On the way to a meeting of the Women’s Leadership Forum in New York City, I settled back on the train and immersed myself in the Harvard Business School case study that would be the topic of the forum. I’ve always thought of case studies as academic exercises, but the real-life story of Linda Rabbitt, the founder and CEO of rand* construction, a multi-million-dollar company based in Alexandria, Va., had all the ingredients of a compelling novel.
Rabbitt trained as a teacher and has a master’s degree in education. She married a physician and became a stay-at-home mom and professional wife, only to have her first marriage end in divorce in 1980. With no personal bank account, no credit cards and no income of her own, she took a secretarial job with an accounting firm that paid $16,000 a year. But Rabbitt had a natural talent for marketing, and she soon caught the eye of a managing partner, who mentored and promoted her. Five years later, she teamed up with an acquaintance to start a construction company specializing in commercial interiors. “We didn’t know much about construction, but commercial interiors is a more relationship-driven part of the business. We had relationships in the community and could get the work,” Rabbitt recalls. The business was successful, but it foundered after she and her partner had a disagreement.
Undaunted, in 1989 Rabbitt and a new partner founded rand* construction, which set itself apart from the competition by offering a higher level of service. As her company grew (its annual sales top $300 million), she faced a series of new challenges–assembling a talented management team after her partner left the business, surviving a bout with breast cancer, grooming a potential successor, expanding to other cities–and built a respected reputation by serving on outside boards. The immediate crisis as presented in the case study: the need to find a new successor after her right-hand man and heir apparent was killed in a plane crash.
Rabbitt herself was a guest at the forum, which was sponsored by Gerstein Fisher, the investment advisory firm, so she revealed the ending: She reached out to her network and rehired a former employee who had risen to vice president before leaving the company. “One thing I’ve learned is to be kind to people when they leave,” says Rabbitt. “Boomerangs can be very important.”
Rabbitt’s decision was a smart one that’s becoming more common, says Harvard Business School professor Boris Groysberg, who authored Rabbitt’s case study and also spoke at the forum. “If you leave on good terms, chances are former employers will reach out to you in the future,” says Groysberg. “It’s also a signal to other employees that the grass isn’t greener.”
Star power. Groysberg, author of Chasing Stars: The Myth of Talent and the Portability of Performance, specializes in studying women in leadership roles. He says that Rabbitt “does a lot of the things that stars do.” For example, star professionals have broader and deeper networks, and women tend to have more external networks than men. Women who make it to the top are survivors, and Rabbitt is the definition of a survivor: “She had to establish credibility in a heavily male-dominated industry.”
Being a woman in the construction business carried “zero advantage,” says Rabbitt. After she remarried, her second husband encouraged her. “He told me, ‘You keep thinking you need to be an engineer.
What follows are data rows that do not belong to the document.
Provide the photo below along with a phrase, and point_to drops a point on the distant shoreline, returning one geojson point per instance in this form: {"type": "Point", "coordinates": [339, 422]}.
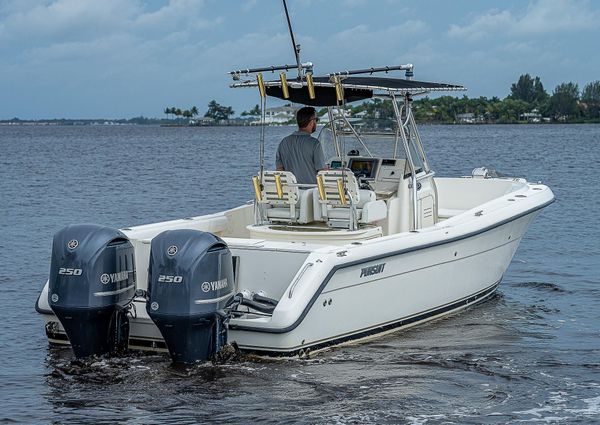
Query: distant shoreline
{"type": "Point", "coordinates": [161, 123]}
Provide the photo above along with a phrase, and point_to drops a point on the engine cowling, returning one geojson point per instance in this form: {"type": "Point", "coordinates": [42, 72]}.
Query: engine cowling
{"type": "Point", "coordinates": [190, 282]}
{"type": "Point", "coordinates": [92, 279]}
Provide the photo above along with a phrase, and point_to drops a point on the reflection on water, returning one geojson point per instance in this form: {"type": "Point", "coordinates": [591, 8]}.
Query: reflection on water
{"type": "Point", "coordinates": [529, 353]}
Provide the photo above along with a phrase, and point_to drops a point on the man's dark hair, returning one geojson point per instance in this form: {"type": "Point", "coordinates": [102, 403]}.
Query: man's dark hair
{"type": "Point", "coordinates": [304, 115]}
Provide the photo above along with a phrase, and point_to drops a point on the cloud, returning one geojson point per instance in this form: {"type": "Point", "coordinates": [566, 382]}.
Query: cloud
{"type": "Point", "coordinates": [542, 17]}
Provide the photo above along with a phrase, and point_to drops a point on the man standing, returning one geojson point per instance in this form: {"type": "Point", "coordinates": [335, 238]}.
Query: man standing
{"type": "Point", "coordinates": [299, 152]}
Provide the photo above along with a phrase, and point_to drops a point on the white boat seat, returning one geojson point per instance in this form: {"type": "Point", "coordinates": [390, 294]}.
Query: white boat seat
{"type": "Point", "coordinates": [292, 205]}
{"type": "Point", "coordinates": [360, 203]}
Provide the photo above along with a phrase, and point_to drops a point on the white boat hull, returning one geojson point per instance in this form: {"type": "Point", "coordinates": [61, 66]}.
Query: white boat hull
{"type": "Point", "coordinates": [333, 294]}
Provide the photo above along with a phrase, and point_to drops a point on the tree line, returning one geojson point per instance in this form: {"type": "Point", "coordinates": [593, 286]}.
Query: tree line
{"type": "Point", "coordinates": [215, 111]}
{"type": "Point", "coordinates": [527, 99]}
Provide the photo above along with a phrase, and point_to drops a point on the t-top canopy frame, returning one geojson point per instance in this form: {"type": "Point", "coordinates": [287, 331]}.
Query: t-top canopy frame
{"type": "Point", "coordinates": [355, 88]}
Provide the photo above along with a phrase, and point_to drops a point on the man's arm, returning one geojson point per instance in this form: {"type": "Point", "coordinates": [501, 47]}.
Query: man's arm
{"type": "Point", "coordinates": [318, 157]}
{"type": "Point", "coordinates": [278, 161]}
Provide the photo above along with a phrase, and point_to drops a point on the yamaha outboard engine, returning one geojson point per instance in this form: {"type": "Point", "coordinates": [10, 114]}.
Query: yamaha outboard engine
{"type": "Point", "coordinates": [190, 281]}
{"type": "Point", "coordinates": [92, 279]}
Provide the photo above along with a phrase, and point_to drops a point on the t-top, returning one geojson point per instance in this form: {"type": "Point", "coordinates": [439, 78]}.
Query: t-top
{"type": "Point", "coordinates": [301, 154]}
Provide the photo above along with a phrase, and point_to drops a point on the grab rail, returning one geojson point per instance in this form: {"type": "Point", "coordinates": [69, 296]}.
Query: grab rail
{"type": "Point", "coordinates": [306, 266]}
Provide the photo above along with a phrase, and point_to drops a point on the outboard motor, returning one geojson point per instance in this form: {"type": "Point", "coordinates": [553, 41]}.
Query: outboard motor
{"type": "Point", "coordinates": [190, 281]}
{"type": "Point", "coordinates": [92, 279]}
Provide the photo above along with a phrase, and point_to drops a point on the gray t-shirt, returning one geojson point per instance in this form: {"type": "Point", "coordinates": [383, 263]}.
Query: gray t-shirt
{"type": "Point", "coordinates": [301, 154]}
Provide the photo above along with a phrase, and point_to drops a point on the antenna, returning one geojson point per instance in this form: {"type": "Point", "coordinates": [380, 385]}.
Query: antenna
{"type": "Point", "coordinates": [295, 46]}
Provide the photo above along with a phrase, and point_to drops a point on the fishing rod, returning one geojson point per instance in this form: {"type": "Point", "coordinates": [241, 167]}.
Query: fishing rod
{"type": "Point", "coordinates": [295, 46]}
{"type": "Point", "coordinates": [407, 67]}
{"type": "Point", "coordinates": [306, 65]}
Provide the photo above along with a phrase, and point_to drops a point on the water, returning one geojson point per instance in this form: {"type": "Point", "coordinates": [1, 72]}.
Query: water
{"type": "Point", "coordinates": [529, 354]}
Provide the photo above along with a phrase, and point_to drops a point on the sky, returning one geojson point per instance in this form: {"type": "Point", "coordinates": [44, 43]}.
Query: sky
{"type": "Point", "coordinates": [126, 58]}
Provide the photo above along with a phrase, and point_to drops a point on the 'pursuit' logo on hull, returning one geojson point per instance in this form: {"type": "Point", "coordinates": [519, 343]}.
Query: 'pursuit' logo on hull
{"type": "Point", "coordinates": [371, 270]}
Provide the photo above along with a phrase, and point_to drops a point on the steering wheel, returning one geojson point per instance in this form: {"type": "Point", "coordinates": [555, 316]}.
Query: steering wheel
{"type": "Point", "coordinates": [363, 183]}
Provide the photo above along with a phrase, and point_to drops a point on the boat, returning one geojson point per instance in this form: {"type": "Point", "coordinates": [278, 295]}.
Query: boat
{"type": "Point", "coordinates": [380, 243]}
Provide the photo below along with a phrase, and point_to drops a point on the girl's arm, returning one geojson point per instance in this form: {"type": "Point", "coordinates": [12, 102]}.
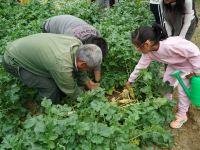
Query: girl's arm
{"type": "Point", "coordinates": [143, 63]}
{"type": "Point", "coordinates": [166, 24]}
{"type": "Point", "coordinates": [189, 16]}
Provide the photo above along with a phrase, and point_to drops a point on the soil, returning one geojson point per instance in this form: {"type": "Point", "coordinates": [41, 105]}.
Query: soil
{"type": "Point", "coordinates": [188, 137]}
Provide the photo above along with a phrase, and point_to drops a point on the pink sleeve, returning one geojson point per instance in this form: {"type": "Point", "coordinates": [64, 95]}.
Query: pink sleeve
{"type": "Point", "coordinates": [143, 63]}
{"type": "Point", "coordinates": [191, 52]}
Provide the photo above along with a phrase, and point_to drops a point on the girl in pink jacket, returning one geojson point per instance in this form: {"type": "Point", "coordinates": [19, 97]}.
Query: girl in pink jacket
{"type": "Point", "coordinates": [176, 52]}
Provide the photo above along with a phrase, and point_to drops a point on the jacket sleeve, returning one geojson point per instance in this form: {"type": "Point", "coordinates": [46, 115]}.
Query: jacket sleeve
{"type": "Point", "coordinates": [189, 51]}
{"type": "Point", "coordinates": [188, 17]}
{"type": "Point", "coordinates": [143, 63]}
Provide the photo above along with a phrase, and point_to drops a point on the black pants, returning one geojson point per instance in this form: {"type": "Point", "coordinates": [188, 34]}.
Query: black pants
{"type": "Point", "coordinates": [156, 10]}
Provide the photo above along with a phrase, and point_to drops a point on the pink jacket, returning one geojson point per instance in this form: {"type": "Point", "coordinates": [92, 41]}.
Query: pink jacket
{"type": "Point", "coordinates": [178, 53]}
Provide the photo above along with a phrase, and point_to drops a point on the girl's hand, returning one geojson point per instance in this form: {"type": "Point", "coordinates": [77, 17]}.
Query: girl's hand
{"type": "Point", "coordinates": [188, 76]}
{"type": "Point", "coordinates": [128, 85]}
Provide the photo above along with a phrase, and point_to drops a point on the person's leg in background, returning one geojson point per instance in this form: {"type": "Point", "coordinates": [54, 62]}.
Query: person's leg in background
{"type": "Point", "coordinates": [156, 10]}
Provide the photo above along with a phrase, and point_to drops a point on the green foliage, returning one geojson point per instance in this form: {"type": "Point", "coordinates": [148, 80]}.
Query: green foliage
{"type": "Point", "coordinates": [94, 124]}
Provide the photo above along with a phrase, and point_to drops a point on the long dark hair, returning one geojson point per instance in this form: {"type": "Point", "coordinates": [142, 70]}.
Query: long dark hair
{"type": "Point", "coordinates": [155, 33]}
{"type": "Point", "coordinates": [179, 6]}
{"type": "Point", "coordinates": [99, 41]}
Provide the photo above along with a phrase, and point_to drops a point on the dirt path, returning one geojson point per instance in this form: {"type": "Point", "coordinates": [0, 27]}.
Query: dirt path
{"type": "Point", "coordinates": [188, 137]}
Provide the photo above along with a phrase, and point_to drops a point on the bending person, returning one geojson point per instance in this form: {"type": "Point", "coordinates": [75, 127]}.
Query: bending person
{"type": "Point", "coordinates": [73, 26]}
{"type": "Point", "coordinates": [176, 52]}
{"type": "Point", "coordinates": [53, 64]}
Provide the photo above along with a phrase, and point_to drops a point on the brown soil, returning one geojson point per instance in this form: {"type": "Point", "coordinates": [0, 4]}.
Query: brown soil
{"type": "Point", "coordinates": [188, 137]}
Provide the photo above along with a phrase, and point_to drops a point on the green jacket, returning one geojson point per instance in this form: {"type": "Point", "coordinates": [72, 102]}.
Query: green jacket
{"type": "Point", "coordinates": [51, 56]}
But you need to be Lee Iacocca, selling the company and leaving the rest to your superintendents.’ “
In his research, Groysberg found that when star men change jobs, they don’t do as well in their new organizations as star women who make a switch. One reason is that women have to rely more on their own talents, which makes them more portable. And they’re more thoughtful about making sure that their new employer is a good match, while men tend to move to boost their compensation.
Successful women also credit the support they receive from spouses who help out at home and fathers who told them anything is possible. Rabbitt would agree. One of her regrets, she says, is that “my father never saw my success.”